1

In many places we can read that, for example, "C# uses UTF-16 for its strings" (link). Technically, what does this mean? My source file is just some text. Say I'm using Notepad++ to code a simple C# app; how the text is represented in bytes on disk, after I save the file, depends on N++, so that's probably not what people mean. Does that mean that:

  • The language specification requires/recommends that the compiler input be encoded as UTF-16?
  • The standard library functions are encoding-aware and treat the strings as UTF-16, for example String's operator [] (which returns the n-th character and not the n-th byte)?
  • Once the compiler produces an executable, the strings stored inside it are in UTF-16?

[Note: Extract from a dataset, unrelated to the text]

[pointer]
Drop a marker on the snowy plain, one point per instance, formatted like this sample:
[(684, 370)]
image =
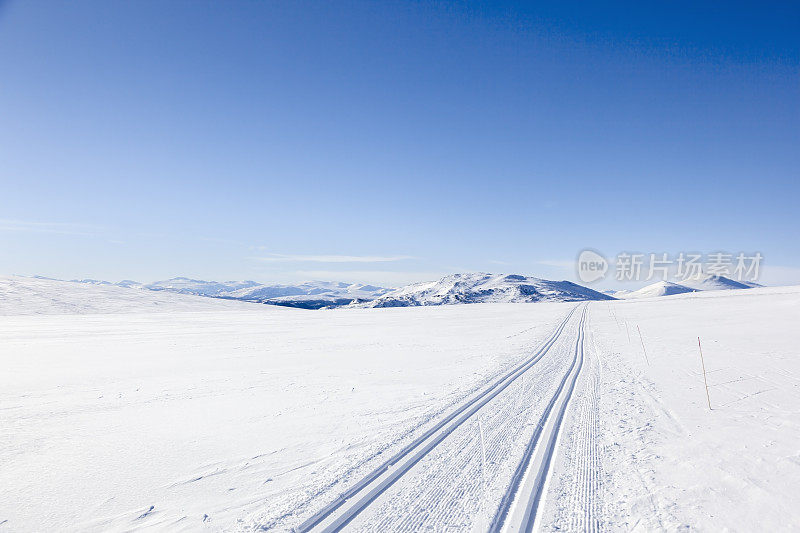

I've used C# as an example, but this question applies to any language of which one could say that it uses encoding Y for its strings.

user4520
  • 3,401
  • 1
  • 27
  • 50

2 Answers2

2

"C# uses UTF-16 for its strings"

As far as I understand this concept, this is a simplification at best. A CLI runtime (such as the CLR) is required to store strings it loads from assemblies or that are generated at runtime in UTF-16 encoding in memory - or at least present them as such to the rest of the runtime and the application.

See CLI specification:

III.1.1.3 Character data type

A CLI char type occupies 2 bytes in memory and represents a Unicode code unit using UTF-16 encoding. For the purpose of stack operations char values are treated as unsigned 2-byte integers (§III.1.1.1)

And C# specification:

4.2.4 The string type

Instances of the string class represent Unicode [being UTF-16 in .NET jargon] character strings.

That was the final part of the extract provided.